Given the dual uncertainty of depleting foreign currency reserves and the continual depreciation of the Bangladeshi Taka, it is now increasingly evident that the country's demand for liquefied natural gas (LNG) is unlikely to rise beyond what it had been prior to the onset of the Russo-Ukrainian war. Despite official public pronouncements by the officials to the contrary, the Institute for Energy Economics and Financial Analysis (IEEFA) reports in its upcoming Global LNG Outlook 2023-27 that coal-fired power generation will remain the mainstay in Bangladesh to tackle the power shortages faced by the country. Currently more than 70 per cent of total annual consumption of power is generated by captive generation (gas). Today about 20 per cent of gas demand comes from LNG, which is being procured from international spot markets at nearly US$8.0 per million British thermal unit (MMBtu). Bangladesh also has long-term contracts with Qatar Gas and Oman Trading International, both of which entities have decreased delivery in recent times resulting in lower import of LNG. This comes against the backdrop of record European demand for LNG in the aftermath of a stoppage of Russian natural gas supply.

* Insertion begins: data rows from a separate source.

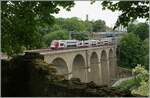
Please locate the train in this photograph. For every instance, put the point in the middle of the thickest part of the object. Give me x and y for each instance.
(63, 44)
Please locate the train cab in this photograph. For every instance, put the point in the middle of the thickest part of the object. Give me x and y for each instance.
(57, 44)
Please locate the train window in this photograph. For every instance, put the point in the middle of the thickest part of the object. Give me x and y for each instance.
(61, 44)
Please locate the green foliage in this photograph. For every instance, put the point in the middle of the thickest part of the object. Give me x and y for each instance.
(130, 50)
(140, 29)
(142, 76)
(131, 10)
(20, 20)
(138, 84)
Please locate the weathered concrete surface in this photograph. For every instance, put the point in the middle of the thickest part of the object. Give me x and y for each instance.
(96, 64)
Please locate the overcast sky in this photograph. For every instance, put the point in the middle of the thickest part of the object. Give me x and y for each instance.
(94, 11)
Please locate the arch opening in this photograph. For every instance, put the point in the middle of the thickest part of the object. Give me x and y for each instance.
(61, 67)
(104, 67)
(94, 74)
(78, 69)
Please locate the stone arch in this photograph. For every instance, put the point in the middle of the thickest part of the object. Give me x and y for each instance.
(104, 67)
(61, 66)
(94, 74)
(111, 64)
(78, 68)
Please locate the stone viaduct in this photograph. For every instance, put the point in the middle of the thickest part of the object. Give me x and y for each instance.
(96, 64)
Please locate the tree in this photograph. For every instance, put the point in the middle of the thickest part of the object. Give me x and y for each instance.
(20, 20)
(74, 24)
(140, 29)
(130, 51)
(131, 10)
(99, 26)
(142, 78)
(145, 54)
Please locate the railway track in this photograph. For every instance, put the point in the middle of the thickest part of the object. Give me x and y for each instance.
(51, 50)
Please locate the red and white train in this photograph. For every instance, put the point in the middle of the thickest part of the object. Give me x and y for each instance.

All this points to a whole different scenario for Asian economies from South Asia to the Far East, where LNG is considered both expensive and an unreliable source of fuel. Unreliable because LNG supply is limited and LNG suppliers prefer to place their bets on long-term and larger markets where a better price can be fetched for the fuel. These conditions have changed the LNG scenario significantly where Asian import markets for LNG may see a dip till up to FY2025.
Although IEEFA predicts that Europe will slowly wean itself off LNG by 2030, this leaves countries like Bangladesh in a fix. Indeed, it has been found that European nations upped the ante by increasing LNG imports by around 60 per cent (in 2022), which also drove the price of LNG through the roof, leaving countries like Bangladesh in a quandary from which there was no respite. Import of LNG across the South Asian region, including India, Bangladesh and Pakistan was down by an average of 16 per cent. Coupled with high price and infrastructure constraints, Bangladesh now faces the hard prospect of being left out of the LNG import race and it is simply not feasible to buy LNG regularly from spot market. The war in Europe, no matter how long it lasts, has fundamentally changed the LNG outlook for years to come, where South Asian economies have effectively been sidelined.

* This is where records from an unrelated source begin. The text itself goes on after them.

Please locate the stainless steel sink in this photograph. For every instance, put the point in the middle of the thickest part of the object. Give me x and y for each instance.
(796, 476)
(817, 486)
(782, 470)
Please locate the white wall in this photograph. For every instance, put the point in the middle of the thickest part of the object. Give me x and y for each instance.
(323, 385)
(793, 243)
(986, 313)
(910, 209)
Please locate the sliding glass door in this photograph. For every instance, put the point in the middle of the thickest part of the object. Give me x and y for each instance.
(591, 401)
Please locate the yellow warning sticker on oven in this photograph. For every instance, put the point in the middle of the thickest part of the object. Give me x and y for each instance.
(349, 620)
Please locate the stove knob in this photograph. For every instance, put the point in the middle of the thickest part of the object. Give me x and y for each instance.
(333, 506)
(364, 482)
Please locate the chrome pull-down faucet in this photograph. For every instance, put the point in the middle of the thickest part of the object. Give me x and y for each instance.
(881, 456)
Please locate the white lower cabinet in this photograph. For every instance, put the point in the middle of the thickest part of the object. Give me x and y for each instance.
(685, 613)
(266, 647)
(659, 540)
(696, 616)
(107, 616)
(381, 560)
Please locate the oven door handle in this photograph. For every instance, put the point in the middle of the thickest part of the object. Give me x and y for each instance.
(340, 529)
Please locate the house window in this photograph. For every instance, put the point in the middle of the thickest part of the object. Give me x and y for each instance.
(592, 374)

2022 has been a year of discontent for Bangladeshi consumers of energy, be it at retail or bulk level. High price of LNG import coupled with demand from foreign lending agencies for slashing subsidies resulted in record revision (upwards) of energy prices. To what extent both light and heavy industry can absorb those costs is of course a matter of debate. What is now clearly evident is that not only Bangladesh, but India and Pakistan too cannot rely on "unaffordable spot prices, contractual disputes, and rapidly depleting foreign exchange reserves" to indulge in importing LNG. Continued "load shedding" of power has its limits and there is increased evidence that Bangladesh will face a tough summer in 2023 with protracted LNG imports. Demand downsizing, via, energy conservation methods will not make the problem of primary energy fuel go away for Bangladesh.
The only way forward for the country is to have meaningful long-term LNG contracts. "However, long-term LNG supply contracts with shipments beginning before 2026 are limited globally. Until then, incremental growth of LNG demand may have to come from volatile spot markets, since existing contractors are unable to increase supplies in the short term." So, Bangladesh stands little chance of gaining from the spot market because its national currency is steadily depreciating against the US dollar and its foreign exchange reserves are under strain. Why then is Bangladesh fixated on LNG?

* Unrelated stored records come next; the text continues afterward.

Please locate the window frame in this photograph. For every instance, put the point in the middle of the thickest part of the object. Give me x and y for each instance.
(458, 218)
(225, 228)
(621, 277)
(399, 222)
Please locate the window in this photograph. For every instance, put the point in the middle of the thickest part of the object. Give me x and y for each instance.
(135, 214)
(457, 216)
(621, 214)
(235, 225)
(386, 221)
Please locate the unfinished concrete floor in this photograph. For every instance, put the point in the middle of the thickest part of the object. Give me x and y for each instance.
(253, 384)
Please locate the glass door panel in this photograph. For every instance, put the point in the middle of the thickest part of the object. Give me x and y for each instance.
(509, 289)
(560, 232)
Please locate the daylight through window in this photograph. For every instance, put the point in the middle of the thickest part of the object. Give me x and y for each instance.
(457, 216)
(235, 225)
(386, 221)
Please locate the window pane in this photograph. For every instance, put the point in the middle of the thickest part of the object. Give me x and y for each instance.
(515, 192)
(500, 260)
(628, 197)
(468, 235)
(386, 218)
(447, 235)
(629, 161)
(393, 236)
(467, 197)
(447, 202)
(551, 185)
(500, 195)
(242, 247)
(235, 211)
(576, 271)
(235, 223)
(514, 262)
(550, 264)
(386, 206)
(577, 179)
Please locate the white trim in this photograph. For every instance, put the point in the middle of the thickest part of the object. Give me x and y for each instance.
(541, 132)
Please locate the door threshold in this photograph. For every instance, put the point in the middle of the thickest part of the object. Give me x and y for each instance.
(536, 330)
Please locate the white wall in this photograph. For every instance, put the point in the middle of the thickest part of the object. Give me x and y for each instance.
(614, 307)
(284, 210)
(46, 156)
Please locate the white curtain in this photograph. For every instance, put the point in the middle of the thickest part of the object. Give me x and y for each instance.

Perhaps the idea is that things will magically get better, despite all the indications to the contrary. There is no magic bullet unfortunately. Bangladesh does not have great benefactors to bail it out should things go sour. Pakistan, which is in a much direr situation than Bangladesh in terms of the economy, has a special relationship with (cash & oil-rich) Saudi Arabia and a strategic relationship with China, but what happens to Bangladesh if its economy suffers due to energy shortage? Which country will bail Bangladesh out? In the midst of all this gloom over the ongoing LNG shortage globally, the country's energy planners refuse to tap into the country's most prospective areas that are purported to have significant and yet-to-be tapped natural gas, i.e. the Chattogram Hill Tracts. "In 2001, the Norwegian Petroleum Directorate and Hydrocarbon Unit assessed the prospect to the tune of 18.4 Tcf (trillion cubic feet). Ocean Energy engaged in work there at that time and assessed the prospect as 42 Tcf. Finally, Gustavson, in 2011, assessed the prospect as 42.6 Tcf." Instead of going all out to explore that region, fairy tales are being spun about how solar energy will solve Bangladesh's energy crisis. Time will be the best testament to the road taken by energy planners in the country and how Bangladesh flourished or floundered in the years to come.